Why Morgan Stanley Is 'Bullish on China'
Yicai Global
/SOURCE : Yicai
Why Morgan Stanley Is 'Bullish on China'

(Yicai Global) Feb. 15 -- Morgan Stanley advises investors to buy Chinese stocks and predicts China's citizens will join the ranks of the wealthy by 2027 -- a bit of very encouraging news for low-income earners in the country.

China will avoid a banking crisis and become a high-income society by 2027, Bloomberg reported, citing a recently published 118-page report by the investment bank titled 'Why We Are Bullish on China.'

Overseas investors are generally concerned about China's mounting debts, slow pace of reform and potential trade conflict with the US. They are concerned leverage may get out of hand, or China may get stuck in a middle-income trap, with a stagnant economy just like in Japan in the 1990s.

In the report, the bank admits that the concerns are justified, but as its analysts point out, today's China is markedly better positioned than Japan in the 1980s and 1990s. China's real annual economic growth rate is projected to slow to 4.6 percent in 2021 to 2025, a much higher rate relative to Japan's in the 1980s.

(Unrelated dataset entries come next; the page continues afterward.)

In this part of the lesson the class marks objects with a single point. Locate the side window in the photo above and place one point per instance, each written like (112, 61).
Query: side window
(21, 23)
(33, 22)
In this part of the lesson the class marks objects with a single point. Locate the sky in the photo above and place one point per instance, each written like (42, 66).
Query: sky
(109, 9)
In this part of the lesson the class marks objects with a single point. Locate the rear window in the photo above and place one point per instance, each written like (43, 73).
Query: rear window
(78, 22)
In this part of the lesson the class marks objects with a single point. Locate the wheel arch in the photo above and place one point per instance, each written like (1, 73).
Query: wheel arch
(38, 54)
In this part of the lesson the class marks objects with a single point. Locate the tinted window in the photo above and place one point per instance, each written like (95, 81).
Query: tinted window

Meanwhile, China is stepping up its transition toward high-value-added manufacturing and service industries, which will gradually become the main drivers of economic growth. Morgan Stanley estimates China's per capita income will rise to USD12,900 from USD8,100 in the next 10 years. As defined by the World Bank, a country has a high-income economy if per capita income is more than USD12,474.

Morgan Stanley also listed some other positive factors in its report, including structural reforms implemented by the country's leaders. For example, uncompetitive state-owned enterprises will be shut down to create opportunities for emerging industries and high-value-added businesses. It will boost innovation and development among Chinese companies.

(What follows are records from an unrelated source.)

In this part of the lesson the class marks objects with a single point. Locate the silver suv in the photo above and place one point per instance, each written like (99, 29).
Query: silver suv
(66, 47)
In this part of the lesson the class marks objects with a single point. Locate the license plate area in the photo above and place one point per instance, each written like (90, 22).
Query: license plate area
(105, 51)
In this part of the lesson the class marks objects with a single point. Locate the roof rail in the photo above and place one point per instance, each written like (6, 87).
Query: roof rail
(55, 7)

In discussing China's debt problems, a main cause of concerns for foreign investors, Morgan Stanley believes the country is still unlikely to suffer a financial crisis despite the steep rise in its national debt (as a percentage of GDP) from 147 percent in 2007 to 279 percent last year. That is mainly because China is a savings-based economy, and most debts are funded by China's own savings and have been used to fund investment. Furthermore, a strong net asset position and continuous current account surplus will cushion the Chinese economy against external shocks, and China's massive foreign exchange reserves will also safeguard its financial system against destabilizing factors.

The yuan is weakening, but will not go into freefall, according to the bank. Its analysts believe China's leadership has diverted the focus away from stimulating economic growth toward prevention of financial risks, which is actually a positive viewed from the long-term perspective.